Permeability of cuticles of GPAT knockouts to toluidine blue. Seedlings were immersed for 2 min in 0.05% toluidine blue-O and rinsed with water.
Fig. 2.
Analysis of the lipid polyester monomer content of 7-week-old Arabidopsis plants. (A) Effect of knocking out GPAT4 and GPAT8 or overexpressing GPAT8 on major stem cutin monomers. Overexpression of GPAT4 (data not shown) gave similar results to GPAT8. (B) Effect of overexpressing the suberin-associated GPAT5 and/or the fatty acyl oxidase CYP86A1 on major stem cutin monomers. Additional lipid polyester compositions are presented in SI Fig. 8. Values are means from four experiments with 95% confidence intervals. Asterisks denote a significant difference with WT (t test, two-sided P < 0.05 at least).
Fig. 3.
Features of epidermal cells of WT and gpat mutant and overexpressor. (A–C) Cuticle of pavement cells of stems as seen by TEM. (Scale bars, 0.5 μm.) (D and E) SEM images of stomata from adaxial surface. (Scale bars, 5 μm.) (F and G) Confocal laser scanning microscopy images of stomata from abaxial surface of 5-week-old leaves stained with Nile red (one single optical section at the stomata surface, fluorescence of dye is represented in green). (Scale bars,10 μm.) (H and I) TEM images of transdermal section of stem guard cells. (Scale bars, 5 μm.) (Insets) Magnified images of outer cuticular ledges. (Scale bars, 0.5 μm.)

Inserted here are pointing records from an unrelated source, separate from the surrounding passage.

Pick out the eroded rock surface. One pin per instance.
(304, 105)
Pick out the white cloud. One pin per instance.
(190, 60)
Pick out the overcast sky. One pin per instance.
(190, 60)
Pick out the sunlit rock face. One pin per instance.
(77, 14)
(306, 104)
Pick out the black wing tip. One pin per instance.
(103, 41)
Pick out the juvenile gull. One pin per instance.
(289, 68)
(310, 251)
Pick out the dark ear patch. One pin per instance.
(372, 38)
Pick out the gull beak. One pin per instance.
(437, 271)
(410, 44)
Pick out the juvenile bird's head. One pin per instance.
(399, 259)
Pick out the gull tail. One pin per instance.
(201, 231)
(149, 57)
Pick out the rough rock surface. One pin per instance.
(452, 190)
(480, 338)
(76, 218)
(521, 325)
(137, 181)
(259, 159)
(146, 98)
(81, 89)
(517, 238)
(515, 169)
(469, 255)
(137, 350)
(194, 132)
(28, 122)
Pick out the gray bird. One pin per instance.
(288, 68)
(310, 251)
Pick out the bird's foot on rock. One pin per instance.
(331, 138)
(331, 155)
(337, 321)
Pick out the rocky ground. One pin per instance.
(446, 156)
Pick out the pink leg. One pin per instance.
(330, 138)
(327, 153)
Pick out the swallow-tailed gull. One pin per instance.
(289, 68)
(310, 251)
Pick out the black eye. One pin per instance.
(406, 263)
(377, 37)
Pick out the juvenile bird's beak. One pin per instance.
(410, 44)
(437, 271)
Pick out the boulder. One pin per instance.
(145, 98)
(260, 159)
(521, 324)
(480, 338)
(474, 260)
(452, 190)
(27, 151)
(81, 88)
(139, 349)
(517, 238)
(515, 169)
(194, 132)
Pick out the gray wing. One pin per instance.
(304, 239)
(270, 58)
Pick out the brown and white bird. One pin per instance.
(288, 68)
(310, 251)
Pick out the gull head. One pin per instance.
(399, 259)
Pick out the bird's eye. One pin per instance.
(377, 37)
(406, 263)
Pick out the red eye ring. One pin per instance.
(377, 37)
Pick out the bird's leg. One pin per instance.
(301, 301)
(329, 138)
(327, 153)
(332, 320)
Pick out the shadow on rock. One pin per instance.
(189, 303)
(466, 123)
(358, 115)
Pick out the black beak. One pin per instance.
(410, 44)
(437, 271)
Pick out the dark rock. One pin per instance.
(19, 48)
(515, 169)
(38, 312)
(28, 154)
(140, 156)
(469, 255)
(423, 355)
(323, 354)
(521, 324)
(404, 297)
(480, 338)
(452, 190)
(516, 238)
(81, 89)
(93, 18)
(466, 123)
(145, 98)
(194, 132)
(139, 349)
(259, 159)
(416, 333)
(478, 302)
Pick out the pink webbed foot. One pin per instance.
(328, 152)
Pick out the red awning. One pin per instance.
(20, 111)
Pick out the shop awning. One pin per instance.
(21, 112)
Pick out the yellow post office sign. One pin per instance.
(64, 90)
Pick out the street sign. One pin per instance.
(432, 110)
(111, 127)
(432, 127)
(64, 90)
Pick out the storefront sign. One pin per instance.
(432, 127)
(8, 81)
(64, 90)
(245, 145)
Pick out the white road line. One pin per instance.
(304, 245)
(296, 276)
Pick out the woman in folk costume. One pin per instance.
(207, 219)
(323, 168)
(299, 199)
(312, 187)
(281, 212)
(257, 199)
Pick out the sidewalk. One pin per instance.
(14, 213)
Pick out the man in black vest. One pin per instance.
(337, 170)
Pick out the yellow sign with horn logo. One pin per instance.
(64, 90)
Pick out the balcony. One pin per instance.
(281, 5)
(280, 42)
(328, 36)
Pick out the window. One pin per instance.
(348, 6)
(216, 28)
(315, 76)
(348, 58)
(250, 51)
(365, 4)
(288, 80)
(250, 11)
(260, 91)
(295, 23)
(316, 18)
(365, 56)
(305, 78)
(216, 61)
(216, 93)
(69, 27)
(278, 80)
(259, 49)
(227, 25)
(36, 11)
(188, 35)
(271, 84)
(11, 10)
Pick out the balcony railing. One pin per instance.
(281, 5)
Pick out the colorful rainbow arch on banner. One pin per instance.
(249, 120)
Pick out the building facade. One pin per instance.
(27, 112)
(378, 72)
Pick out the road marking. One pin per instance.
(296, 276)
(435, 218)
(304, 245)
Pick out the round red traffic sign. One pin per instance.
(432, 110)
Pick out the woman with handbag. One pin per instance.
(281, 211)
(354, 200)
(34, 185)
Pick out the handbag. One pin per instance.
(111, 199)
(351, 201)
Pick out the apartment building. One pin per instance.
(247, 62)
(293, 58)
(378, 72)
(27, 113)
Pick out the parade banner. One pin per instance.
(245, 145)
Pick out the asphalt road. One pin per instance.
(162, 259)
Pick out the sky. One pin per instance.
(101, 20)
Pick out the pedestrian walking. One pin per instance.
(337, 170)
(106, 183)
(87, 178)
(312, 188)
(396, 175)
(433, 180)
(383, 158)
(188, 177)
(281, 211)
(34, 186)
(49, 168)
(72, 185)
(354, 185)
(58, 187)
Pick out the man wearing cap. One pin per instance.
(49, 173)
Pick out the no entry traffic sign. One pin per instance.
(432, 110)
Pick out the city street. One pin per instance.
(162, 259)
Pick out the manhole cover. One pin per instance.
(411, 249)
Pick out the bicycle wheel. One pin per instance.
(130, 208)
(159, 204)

gpat4/gpat8 Cutin Mutants Show Increased Water Loss, Susceptibility to Pathogens, and Altered Stomata Structure.
The gpat4/gpat8 plants grew more slowly than WT plants (SI Fig. 9), and both initial (5–30 min) and steady-state (>30 min) water-loss rates (21) for rosettes were 4-fold greater for gpat4/gpat8 compared with WT (Fig. 4). Because the load and composition of total cuticular waxes were similar between mutant and WT (SI Fig. 7), the increased water loss in the gpat4/gpat8 plants cannot be attributed to waxes per se. Also, gpat4/gpat8 displayed an increased sensitivity to the necrotrophic fungal pathogen Alternaria brassicicola (Fig. 5).
Fig. 4.
Water loss of excised rosettes in the dark. Rosettes were excised in the middle of the night period and immediately weighed in the dark every 10 min. Values are means for six rosettes. Error bars are 95% confidence intervals. Experiment was repeated twice with different overexpressor lines and gave similar results.
Fig. 5.
Susceptibility of GPAT KO and overexpressors to A. brassicicola. (A) Symptom developments in the WT and gpat4/gpat8 KO rosette leaves 3 days after inoculation. (B) In planta-formed spores were counted 7 days after inoculation. Three batches of spores from 10 lesions were counted (mean ± SD).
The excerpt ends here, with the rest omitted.